= Johann Menge =

Australian geologist

Johannes Menge (4 January 1788 – 1852), is regarded as South Australia's first geologist, though he had no formal qualifications. An early explorer of the new colony, he was influential in the settlement of the Barossa Valley.

He has been called the "father of South Australian mineralogy". On the passenger list of the ship that brought him out he was called "Johannes Joseph Menge", but in his letters to newspapers he variously called himself "John" and "Joseph". To fellow-colonists he was "Professor Menge".

==History==
Born in the town of Steinau, Holy Roman Empire, Germany, Menge had little formal education, but was a keen learner and quickly gained a broad knowledge of languages, philosophy, medicine, religion, and geology. His particular interest in geology developed after his early employment by Privy Councillor Karl Cäsar von Leonhard, who collected and sold mineral specimens. Menge later travelled widely through Europe and beyond, and was awarded an honorary degree of Professor of Mineralogy from the University of Lübeck in 1821.

==England==
After the death of his wife in 1830 he moved to England, where he taught languages, notably Hebrew.

==Australia==
He became friends with George Fife Angas, who encouraged him to travel to the new colony of South Australia for employment with the South Australia Company. Menge sailed to South Australia aboard Coromandel. On 12 January 1837 the ship arrived at Kangaroo Island, where Menge was hired as the colony's Mine and Quarry Agent and Geologist. However, his eccentric ways led to his dismissal from the company on 30 June 1838.
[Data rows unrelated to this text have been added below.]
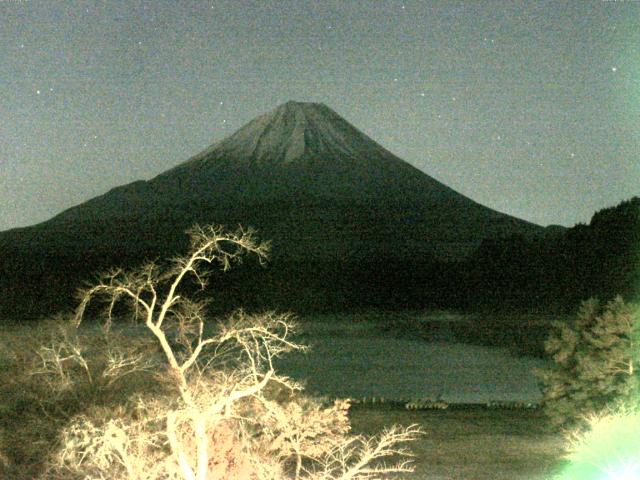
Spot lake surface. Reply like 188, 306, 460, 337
275, 319, 548, 404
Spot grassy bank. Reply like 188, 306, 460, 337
349, 403, 567, 480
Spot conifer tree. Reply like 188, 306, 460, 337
535, 296, 640, 428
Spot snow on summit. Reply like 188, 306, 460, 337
178, 101, 407, 170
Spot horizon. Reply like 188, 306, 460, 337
2, 1, 638, 230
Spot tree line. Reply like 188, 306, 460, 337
0, 197, 637, 318
461, 196, 639, 312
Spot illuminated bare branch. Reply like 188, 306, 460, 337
46, 224, 421, 480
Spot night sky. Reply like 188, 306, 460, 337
2, 0, 638, 231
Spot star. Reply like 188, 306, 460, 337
36, 90, 41, 95
611, 66, 617, 72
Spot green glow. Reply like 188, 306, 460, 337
603, 463, 640, 480
553, 405, 640, 479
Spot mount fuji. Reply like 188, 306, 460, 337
0, 101, 545, 315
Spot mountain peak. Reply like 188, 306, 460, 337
170, 100, 378, 169
278, 100, 327, 110
175, 101, 402, 171
273, 100, 336, 119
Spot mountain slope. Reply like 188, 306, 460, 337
37, 101, 540, 257
0, 101, 545, 315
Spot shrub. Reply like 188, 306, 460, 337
0, 316, 165, 479
25, 225, 421, 480
535, 296, 640, 429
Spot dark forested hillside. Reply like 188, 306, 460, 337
462, 197, 640, 311
0, 195, 636, 318
0, 102, 545, 319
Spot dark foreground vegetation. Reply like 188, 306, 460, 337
3, 298, 637, 479
0, 314, 565, 480
349, 404, 566, 480
0, 197, 637, 319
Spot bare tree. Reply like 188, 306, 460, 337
42, 224, 421, 480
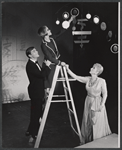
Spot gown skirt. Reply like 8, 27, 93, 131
81, 94, 112, 144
Menge then moved to the South Australian mainland, travelling widely, exploring alone as far north as Mount Remarkable and searching for minerals, while engaging in many other interests. He was the first to discover copper in the Adelaide Hills. He kept in regular contact with George Fife Angas and sent him letters and reports; his activities thus encouraging the spread of settlement, and mineral exploration by others. This ultimately led to a mining boom that saved the fledgling colony. He wrote papers on several topics, particularly mineralogy, and in 1840 wrote a book entitled Mineral Kingdom of South Australia.
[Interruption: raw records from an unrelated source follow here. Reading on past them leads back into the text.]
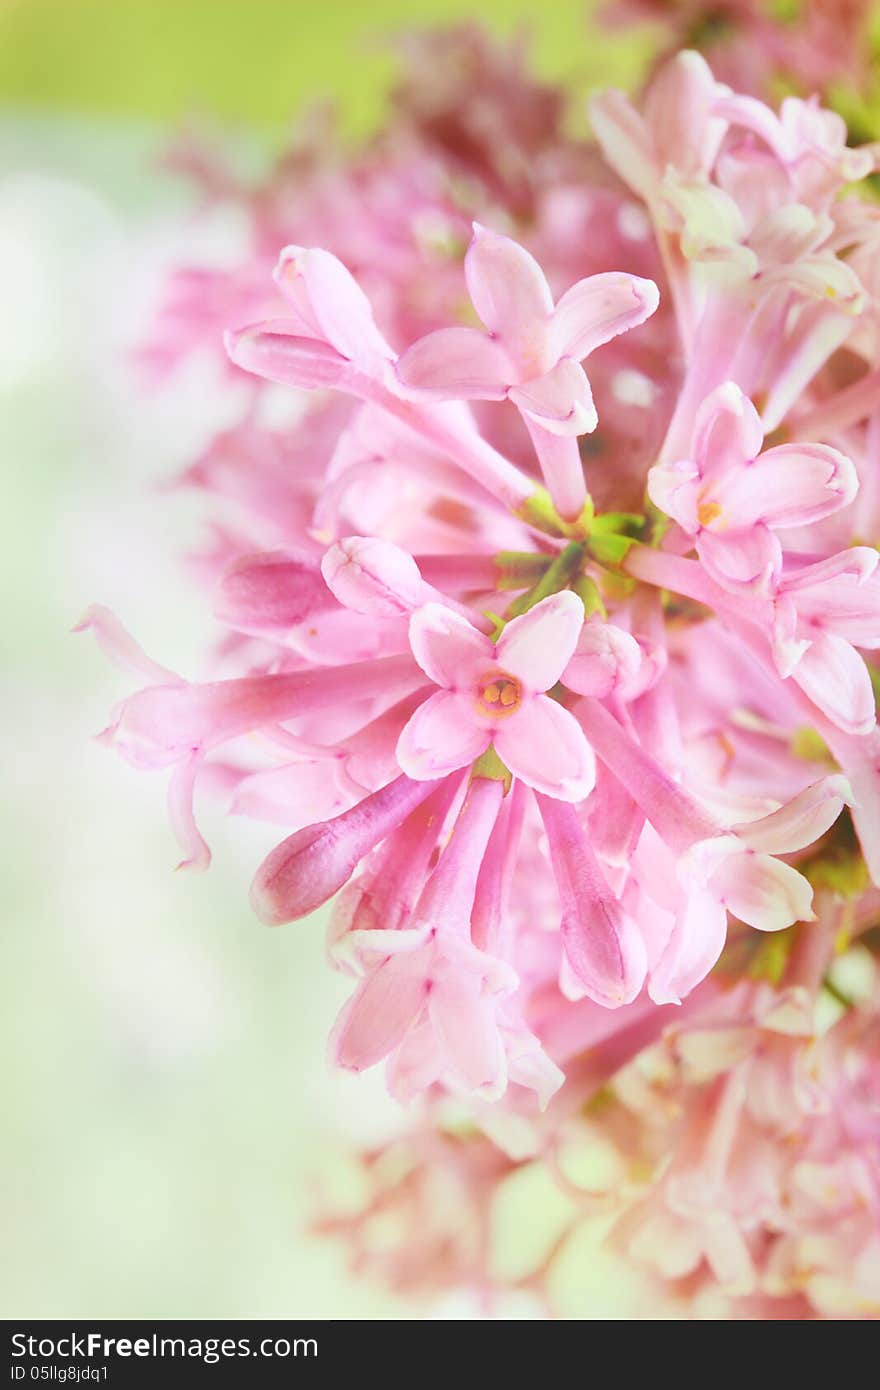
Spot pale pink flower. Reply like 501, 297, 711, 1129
648, 381, 858, 594
395, 222, 659, 518
396, 592, 595, 801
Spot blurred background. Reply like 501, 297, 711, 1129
0, 0, 700, 1320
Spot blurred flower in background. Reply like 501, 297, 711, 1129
6, 0, 880, 1321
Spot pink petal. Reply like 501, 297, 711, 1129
551, 271, 659, 362
274, 245, 394, 370
167, 751, 211, 872
74, 606, 181, 684
709, 850, 814, 932
428, 973, 506, 1094
643, 50, 728, 178
781, 547, 879, 592
232, 760, 361, 830
215, 550, 332, 635
588, 89, 654, 199
822, 725, 880, 886
790, 632, 876, 736
538, 797, 646, 1007
394, 326, 512, 399
396, 691, 490, 780
693, 381, 764, 477
646, 458, 702, 531
321, 537, 427, 618
225, 323, 353, 391
250, 775, 436, 925
408, 602, 493, 689
648, 889, 728, 1006
696, 524, 782, 595
508, 359, 597, 435
733, 775, 851, 855
780, 549, 880, 647
714, 443, 858, 531
495, 697, 595, 802
465, 222, 554, 349
330, 953, 428, 1072
523, 424, 589, 522
495, 590, 585, 691
385, 1020, 444, 1100
563, 620, 644, 699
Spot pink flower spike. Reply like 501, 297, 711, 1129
538, 796, 647, 1007
398, 593, 594, 800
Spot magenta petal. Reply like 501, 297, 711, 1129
396, 691, 490, 780
495, 697, 595, 802
495, 590, 585, 690
408, 602, 493, 688
394, 326, 512, 399
551, 271, 660, 362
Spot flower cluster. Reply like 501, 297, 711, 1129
86, 31, 880, 1317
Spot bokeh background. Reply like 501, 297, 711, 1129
1, 0, 663, 1319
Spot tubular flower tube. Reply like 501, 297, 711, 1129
87, 27, 880, 1318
He was one of a number of influential German-speaking residents such as Ludwig Becker, Hermann Beckler, William Blandowski, Amalie Dietrich, Wilhelm Haacke, Diedrich Henne, Gerard Krefft, Johann Luehmann, Carl Mücke (a.k.a. Muecke), Ludwig Preiss, Carl Ludwig Christian Rümker (a.k.a. Ruemker), Moritz Richard Schomburgk, Richard Wolfgang Semon, Karl Theodor Staiger, George Ulrich, Eugene von Guérard, Robert von Lendenfeld, Ferdinand von Mueller, Georg von Neumayer, and Carl Wilhelmi who brought their "epistemic traditions" to Australia, and not only became "deeply entangled with the Australian colonial project", but also were "intricately involved in imagining, knowing and shaping colonial Australia" (Barrett, et al., 2018, p. 2).

Menge was particularly fond of the Barossa Valley (which he called "New Silesia"), and he lived there for some time in a cave on the banks of Jacob's Creek at its junction with the North Para River. He diverted the flow of Jacob's Creek and created "Menges' Island" where he grew vegetables. He was particularly struck with the possibilities for viticulture. Menge wrote to Angas detailing the Barossa as "the cream, the whole cream and nothing but the cream". When the first German Lutheran immigrants arrived in the state, Menge assisted in their resettlement from their initial residence in the Adelaide Hills to the Barossa Valley. It is claimed that in 1849 Menge made the first discovery of opal in Australia.

Despite Menge being attributed with many early geological discoveries in South Australia, it was Thomas Burr who most keenly and scientifically observed the colony's geology, his Remarks on the Geology and Mineralogy of South Australia being published at Adelaide in 1846, this being the colony's first official government geological report and the first geological book to be published in Australia.

==Death==
In 1852 Menge walked overland to the Victorian gold diggings, where in the winter of that year he died (though news did not reach the newspapers until October) and was buried at Forest Creek (now Chewton, part of Castlemaine) near Bendigo.

==Biography==
A biography of Menge was written by W. A. Cawthorne (1825–1897), an early Adelaide schoolmaster.

==Named by Menge==
- Hereinien Range, (between Stockwell and Truro) and its highest peak, Broken, for a fancied resemblance to similarly named German features (possibly Brocken).